In this notebook, we've covered the essential concepts of text preprocessing and tokenization for chatbot development:

### What We Learned:

1. **Text Preprocessing Pipeline**
   - Contraction expansion
   - Case normalization
   - Punctuation handling
   - Whitespace normalization

2. **Custom Tokenizer Implementation**
   - Vocabulary building from training data
   - Token-to-ID mappings
   - Special tokens for sequence modeling
   - Encoding and decoding processes

3. **Vocabulary Analysis**
   - Frequency distributions and Zipf's law
   - Vocabulary diversity metrics
   - Text length statistics
   - Visualization techniques

4. **PyTorch Dataset Integration**
   - Conversational data handling
   - Sequence padding and truncation
   - Attention masks
   - Batch processing

5. **Comparison with Production Tokenizers**
   - Word-level vs subword tokenization
   - Trade-offs in vocabulary size and efficiency
   - When to use custom vs pre-built solutions

### Key Insights:

- **Preprocessing matters**: Clean, consistent text leads to better model performance
- **Vocabulary size is a trade-off**: Larger vocabularies capture more nuance but require more memory
- **Special tokens are crucial**: They help models understand sequence boundaries and handle unknown words
- **Subword tokenization is powerful**: It handles unknown words better than word-level approaches
- **Dataset design affects training**: Proper padding, masking, and batching are essential for efficient training

### Next Steps:

In the next notebook, we'll use these preprocessing tools to build neural network architectures for our chatbot, starting with simple feedforward networks and progressing to more sophisticated architectures.

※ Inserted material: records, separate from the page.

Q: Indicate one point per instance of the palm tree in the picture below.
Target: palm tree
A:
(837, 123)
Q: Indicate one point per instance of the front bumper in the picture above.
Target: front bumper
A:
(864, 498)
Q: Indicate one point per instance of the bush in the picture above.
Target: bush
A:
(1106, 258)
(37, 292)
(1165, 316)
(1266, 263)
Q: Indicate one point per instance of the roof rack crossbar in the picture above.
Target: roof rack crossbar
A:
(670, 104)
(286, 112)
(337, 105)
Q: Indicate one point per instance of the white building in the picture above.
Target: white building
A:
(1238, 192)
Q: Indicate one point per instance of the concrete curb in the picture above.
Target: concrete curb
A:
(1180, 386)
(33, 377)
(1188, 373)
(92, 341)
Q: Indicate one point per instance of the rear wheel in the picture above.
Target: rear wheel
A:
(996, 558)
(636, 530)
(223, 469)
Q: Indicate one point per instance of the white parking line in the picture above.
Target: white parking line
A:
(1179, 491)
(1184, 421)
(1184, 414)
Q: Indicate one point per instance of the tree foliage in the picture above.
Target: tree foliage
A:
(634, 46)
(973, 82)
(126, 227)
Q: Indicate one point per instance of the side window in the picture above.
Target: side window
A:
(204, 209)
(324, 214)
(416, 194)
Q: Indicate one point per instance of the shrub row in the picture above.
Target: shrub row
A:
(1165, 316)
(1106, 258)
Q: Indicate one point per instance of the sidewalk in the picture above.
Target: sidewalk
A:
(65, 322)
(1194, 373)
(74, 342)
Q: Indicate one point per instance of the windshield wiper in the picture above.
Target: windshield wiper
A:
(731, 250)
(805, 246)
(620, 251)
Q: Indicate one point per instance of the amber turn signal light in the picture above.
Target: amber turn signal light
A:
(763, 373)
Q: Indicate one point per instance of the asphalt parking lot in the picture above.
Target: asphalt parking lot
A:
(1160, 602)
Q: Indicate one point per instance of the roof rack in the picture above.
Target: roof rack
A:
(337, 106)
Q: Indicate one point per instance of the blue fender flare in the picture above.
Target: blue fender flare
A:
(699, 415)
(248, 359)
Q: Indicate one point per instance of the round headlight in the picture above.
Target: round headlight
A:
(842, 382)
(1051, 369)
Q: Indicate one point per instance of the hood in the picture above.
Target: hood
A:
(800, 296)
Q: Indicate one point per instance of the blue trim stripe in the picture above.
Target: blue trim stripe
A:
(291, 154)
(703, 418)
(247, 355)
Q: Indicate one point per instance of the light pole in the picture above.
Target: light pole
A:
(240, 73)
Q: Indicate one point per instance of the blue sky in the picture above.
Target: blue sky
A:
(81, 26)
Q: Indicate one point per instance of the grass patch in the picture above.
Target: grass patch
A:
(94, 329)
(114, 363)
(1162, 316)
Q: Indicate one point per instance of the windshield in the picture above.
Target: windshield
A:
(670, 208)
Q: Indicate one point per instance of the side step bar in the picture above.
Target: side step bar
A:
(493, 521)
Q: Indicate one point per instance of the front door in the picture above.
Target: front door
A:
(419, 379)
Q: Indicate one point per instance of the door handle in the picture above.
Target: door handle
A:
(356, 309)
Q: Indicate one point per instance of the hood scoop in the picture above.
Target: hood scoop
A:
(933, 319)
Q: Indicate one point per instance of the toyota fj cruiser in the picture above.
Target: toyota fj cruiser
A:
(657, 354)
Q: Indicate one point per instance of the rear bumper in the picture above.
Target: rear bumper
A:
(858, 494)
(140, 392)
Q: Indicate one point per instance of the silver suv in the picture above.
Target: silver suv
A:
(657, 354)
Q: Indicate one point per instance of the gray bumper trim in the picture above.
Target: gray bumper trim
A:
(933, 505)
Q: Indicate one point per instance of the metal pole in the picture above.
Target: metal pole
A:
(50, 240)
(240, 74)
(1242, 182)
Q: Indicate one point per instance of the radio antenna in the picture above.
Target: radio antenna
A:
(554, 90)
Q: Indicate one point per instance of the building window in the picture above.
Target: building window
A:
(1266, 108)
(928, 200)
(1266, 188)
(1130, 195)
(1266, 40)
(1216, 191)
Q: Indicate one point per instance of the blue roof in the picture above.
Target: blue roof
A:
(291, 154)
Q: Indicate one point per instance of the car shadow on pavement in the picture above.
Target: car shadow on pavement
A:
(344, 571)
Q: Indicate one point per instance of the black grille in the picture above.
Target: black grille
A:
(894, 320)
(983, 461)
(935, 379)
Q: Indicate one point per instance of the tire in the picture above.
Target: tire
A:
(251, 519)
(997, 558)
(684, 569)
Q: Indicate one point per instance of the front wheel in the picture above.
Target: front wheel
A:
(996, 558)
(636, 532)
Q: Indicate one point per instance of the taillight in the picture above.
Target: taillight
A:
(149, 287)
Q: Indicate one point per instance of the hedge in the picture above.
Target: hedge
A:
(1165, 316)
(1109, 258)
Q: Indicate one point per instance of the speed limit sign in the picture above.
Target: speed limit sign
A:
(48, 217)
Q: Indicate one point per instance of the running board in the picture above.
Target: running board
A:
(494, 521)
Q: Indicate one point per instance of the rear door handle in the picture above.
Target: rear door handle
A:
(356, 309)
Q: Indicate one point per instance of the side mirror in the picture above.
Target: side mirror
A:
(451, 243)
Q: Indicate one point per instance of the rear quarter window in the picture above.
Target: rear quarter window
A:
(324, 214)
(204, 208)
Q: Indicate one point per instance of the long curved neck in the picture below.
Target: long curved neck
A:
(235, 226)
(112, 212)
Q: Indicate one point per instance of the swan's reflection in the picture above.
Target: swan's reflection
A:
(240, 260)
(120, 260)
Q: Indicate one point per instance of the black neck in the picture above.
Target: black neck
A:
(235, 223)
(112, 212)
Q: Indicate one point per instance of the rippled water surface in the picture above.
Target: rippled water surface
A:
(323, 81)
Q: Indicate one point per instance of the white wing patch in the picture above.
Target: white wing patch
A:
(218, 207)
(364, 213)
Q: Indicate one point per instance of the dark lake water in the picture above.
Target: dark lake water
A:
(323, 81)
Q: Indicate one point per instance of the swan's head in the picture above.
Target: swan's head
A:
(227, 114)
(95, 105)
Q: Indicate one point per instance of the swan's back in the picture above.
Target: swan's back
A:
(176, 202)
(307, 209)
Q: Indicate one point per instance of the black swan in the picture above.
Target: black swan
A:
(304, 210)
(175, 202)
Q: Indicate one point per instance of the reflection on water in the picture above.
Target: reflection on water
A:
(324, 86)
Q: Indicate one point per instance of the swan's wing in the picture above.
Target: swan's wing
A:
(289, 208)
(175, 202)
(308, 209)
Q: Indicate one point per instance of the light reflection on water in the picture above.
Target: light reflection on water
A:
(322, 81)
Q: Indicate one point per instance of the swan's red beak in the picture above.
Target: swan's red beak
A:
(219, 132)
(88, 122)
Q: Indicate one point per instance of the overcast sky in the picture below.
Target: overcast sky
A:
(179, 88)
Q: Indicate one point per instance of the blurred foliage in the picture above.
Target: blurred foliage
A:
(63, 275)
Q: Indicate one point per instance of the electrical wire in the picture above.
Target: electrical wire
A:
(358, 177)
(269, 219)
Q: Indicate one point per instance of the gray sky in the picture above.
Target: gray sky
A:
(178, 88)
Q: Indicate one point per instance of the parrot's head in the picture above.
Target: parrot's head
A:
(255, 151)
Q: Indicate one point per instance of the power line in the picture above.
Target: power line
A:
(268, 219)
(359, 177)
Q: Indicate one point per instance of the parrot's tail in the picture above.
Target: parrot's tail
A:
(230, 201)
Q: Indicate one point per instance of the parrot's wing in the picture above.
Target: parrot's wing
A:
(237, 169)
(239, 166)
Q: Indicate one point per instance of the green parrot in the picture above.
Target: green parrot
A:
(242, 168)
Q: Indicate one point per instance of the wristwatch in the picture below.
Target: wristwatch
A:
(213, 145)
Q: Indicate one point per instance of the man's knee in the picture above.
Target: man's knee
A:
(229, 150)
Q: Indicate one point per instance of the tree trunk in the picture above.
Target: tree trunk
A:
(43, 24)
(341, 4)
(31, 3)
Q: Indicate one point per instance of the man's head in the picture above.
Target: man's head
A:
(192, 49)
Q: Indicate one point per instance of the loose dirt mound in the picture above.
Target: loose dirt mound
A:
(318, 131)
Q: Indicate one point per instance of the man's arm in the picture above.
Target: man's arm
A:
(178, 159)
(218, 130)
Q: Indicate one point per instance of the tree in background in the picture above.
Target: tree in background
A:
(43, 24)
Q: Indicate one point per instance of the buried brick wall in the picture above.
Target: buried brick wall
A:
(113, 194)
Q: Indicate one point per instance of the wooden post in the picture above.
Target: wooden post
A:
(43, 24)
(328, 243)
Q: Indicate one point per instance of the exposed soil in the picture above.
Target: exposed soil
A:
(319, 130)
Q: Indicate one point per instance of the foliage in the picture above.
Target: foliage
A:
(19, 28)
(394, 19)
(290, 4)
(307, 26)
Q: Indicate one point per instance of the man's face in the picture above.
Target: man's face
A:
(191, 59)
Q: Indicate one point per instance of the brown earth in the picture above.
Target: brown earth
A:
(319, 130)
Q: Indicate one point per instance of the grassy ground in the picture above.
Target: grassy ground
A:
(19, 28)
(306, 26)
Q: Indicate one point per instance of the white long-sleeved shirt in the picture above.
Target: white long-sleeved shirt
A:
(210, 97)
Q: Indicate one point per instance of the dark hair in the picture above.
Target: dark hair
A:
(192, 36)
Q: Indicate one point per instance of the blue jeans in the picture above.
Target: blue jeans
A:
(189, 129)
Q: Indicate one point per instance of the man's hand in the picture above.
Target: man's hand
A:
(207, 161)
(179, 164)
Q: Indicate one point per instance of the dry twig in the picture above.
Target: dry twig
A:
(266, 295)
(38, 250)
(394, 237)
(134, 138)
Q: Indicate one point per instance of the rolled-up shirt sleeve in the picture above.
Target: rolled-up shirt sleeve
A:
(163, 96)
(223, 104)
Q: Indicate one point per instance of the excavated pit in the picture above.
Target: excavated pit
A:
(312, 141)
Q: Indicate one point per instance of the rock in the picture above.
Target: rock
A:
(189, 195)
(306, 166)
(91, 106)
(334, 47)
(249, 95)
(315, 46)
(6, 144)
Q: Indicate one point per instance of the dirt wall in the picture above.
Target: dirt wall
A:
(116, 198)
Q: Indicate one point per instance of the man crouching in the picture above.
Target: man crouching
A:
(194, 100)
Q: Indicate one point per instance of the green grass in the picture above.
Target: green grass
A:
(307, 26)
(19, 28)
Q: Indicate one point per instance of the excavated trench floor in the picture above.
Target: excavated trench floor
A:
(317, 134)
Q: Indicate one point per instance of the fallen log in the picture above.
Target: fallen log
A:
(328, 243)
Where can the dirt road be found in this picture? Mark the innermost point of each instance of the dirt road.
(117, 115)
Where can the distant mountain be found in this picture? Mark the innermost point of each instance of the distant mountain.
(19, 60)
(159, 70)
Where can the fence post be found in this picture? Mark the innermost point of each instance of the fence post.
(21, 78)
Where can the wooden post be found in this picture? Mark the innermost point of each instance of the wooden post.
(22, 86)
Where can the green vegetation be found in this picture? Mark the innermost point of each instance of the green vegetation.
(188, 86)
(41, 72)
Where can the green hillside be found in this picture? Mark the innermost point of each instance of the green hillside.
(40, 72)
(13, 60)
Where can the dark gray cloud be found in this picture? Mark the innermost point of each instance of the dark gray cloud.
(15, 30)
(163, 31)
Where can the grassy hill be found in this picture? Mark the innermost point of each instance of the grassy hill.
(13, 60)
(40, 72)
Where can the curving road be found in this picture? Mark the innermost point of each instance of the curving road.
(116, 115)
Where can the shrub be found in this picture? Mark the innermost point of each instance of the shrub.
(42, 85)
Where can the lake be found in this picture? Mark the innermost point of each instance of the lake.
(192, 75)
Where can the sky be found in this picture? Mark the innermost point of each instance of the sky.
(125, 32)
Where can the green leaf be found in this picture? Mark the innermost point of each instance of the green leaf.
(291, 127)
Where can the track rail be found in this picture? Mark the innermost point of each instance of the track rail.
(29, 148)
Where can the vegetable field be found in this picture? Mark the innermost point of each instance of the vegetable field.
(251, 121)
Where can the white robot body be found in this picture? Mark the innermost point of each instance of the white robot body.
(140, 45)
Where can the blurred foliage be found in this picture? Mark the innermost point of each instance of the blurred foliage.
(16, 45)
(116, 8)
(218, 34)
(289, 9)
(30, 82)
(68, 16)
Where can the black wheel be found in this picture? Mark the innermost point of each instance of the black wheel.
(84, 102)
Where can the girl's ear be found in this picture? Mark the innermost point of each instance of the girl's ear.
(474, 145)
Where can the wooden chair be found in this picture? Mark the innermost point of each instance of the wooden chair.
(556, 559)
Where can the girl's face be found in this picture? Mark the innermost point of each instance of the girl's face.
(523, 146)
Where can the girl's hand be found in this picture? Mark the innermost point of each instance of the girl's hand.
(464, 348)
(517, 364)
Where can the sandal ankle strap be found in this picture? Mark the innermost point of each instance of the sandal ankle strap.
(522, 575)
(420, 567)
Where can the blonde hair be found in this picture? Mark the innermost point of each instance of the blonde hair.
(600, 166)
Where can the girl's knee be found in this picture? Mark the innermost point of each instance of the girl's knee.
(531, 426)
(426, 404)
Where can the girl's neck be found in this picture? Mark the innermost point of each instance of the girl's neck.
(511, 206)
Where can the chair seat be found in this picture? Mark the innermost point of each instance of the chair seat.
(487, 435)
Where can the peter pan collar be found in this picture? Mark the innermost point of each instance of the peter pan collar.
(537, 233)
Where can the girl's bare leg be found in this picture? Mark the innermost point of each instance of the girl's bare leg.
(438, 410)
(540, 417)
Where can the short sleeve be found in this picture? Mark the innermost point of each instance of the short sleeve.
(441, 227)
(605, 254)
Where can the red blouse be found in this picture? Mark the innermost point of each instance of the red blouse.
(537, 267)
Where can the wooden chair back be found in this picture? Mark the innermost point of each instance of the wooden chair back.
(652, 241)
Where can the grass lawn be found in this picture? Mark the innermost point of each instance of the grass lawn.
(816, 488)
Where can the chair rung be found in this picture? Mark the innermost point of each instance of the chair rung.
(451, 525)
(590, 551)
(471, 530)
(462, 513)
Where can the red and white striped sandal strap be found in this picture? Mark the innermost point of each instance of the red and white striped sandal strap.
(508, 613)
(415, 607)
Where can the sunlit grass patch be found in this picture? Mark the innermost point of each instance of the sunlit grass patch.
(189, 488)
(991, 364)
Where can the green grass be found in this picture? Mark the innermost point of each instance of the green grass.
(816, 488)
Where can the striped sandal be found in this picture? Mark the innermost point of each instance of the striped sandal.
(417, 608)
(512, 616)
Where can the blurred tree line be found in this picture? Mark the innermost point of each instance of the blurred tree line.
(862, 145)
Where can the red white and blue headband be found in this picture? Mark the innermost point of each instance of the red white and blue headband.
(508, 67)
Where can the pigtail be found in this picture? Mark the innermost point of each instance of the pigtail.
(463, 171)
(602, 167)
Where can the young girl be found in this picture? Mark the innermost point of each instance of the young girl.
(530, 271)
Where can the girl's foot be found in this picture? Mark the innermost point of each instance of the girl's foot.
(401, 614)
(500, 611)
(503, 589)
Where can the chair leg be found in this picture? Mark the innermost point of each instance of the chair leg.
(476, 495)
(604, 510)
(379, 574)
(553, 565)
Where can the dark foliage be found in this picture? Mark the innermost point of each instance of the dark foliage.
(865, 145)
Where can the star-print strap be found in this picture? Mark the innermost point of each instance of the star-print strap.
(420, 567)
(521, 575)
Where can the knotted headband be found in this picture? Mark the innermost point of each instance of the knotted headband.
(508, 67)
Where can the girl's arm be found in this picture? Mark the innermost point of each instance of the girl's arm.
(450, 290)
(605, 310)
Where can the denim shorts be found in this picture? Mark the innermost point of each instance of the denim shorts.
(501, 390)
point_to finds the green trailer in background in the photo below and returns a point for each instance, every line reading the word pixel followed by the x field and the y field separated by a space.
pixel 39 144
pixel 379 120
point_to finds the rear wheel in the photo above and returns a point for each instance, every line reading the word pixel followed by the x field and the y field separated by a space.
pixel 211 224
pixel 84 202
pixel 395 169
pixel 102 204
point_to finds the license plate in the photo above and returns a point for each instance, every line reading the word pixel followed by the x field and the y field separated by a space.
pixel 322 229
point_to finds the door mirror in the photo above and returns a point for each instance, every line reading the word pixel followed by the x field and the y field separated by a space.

## 9. Exercises and Challenges

Try these exercises to deepen your understanding:

In [None]:
# Exercise 1: Experiment with different preprocessing options
print("Exercise 1: Preprocessing Experiments")
print("=" * 40)

# TODO: Try different preprocessing configurations and compare results
# 1. Create preprocessors with different settings
# 2. Compare vocabulary sizes and token distributions
# 3. Analyze the impact on a sample text

sample_text = "I don't think that's right! What's your opinion?"

configs = [
    {'name': 'Minimal', 'remove_punctuation': False, 'lowercase': False},
    {'name': 'Standard', 'remove_punctuation': False, 'lowercase': True},
    {'name': 'Aggressive', 'remove_punctuation': True, 'lowercase': True}
]

print(f"Original text: '{sample_text}'")
print()

for config in configs:
    name = config.pop('name')
    preprocessor = TextPreprocessor(**config)
    processed = preprocessor.preprocess(sample_text)
    print(f"{name:12}: '{processed}'")

print("\n" + "="*50)
print("Exercise 2: Custom Tokenization Strategy")
print("=" * 50)

# TODO: Implement a character-level tokenizer
# 1. Create a tokenizer that works at character level
# 2. Compare vocabulary size with word-level tokenizer
# 3. Analyze pros and cons for chatbot applications

class CharacterTokenizer:
    """Simple character-level tokenizer for comparison."""
    
    def __init__(self):
        self.char_to_id = {}
        self.id_to_char = {}
        self.vocab_size = 0
        
        # Add special tokens
        special_chars = ['<PAD>', '<UNK>', '<SOS>', '<EOS>']
        for char in special_chars:
            self._add_char(char)
    
    def _add_char(self, char):
        if char not in self.char_to_id:
            char_id = len(self.char_to_id)
            self.char_to_id[char] = char_id
            self.id_to_char[char_id] = char
            self.vocab_size += 1
    
    def build_vocabulary(self, texts):
        for text in texts:
            for char in text:
                self._add_char(char)
    
    def encode(self, text):
        return [self.char_to_id.get(char, self.char_to_id['<UNK>']) for char in text]
    
    def decode(self, char_ids):
        return ''.join([self.id_to_char.get(cid, '<UNK>') for cid in char_ids])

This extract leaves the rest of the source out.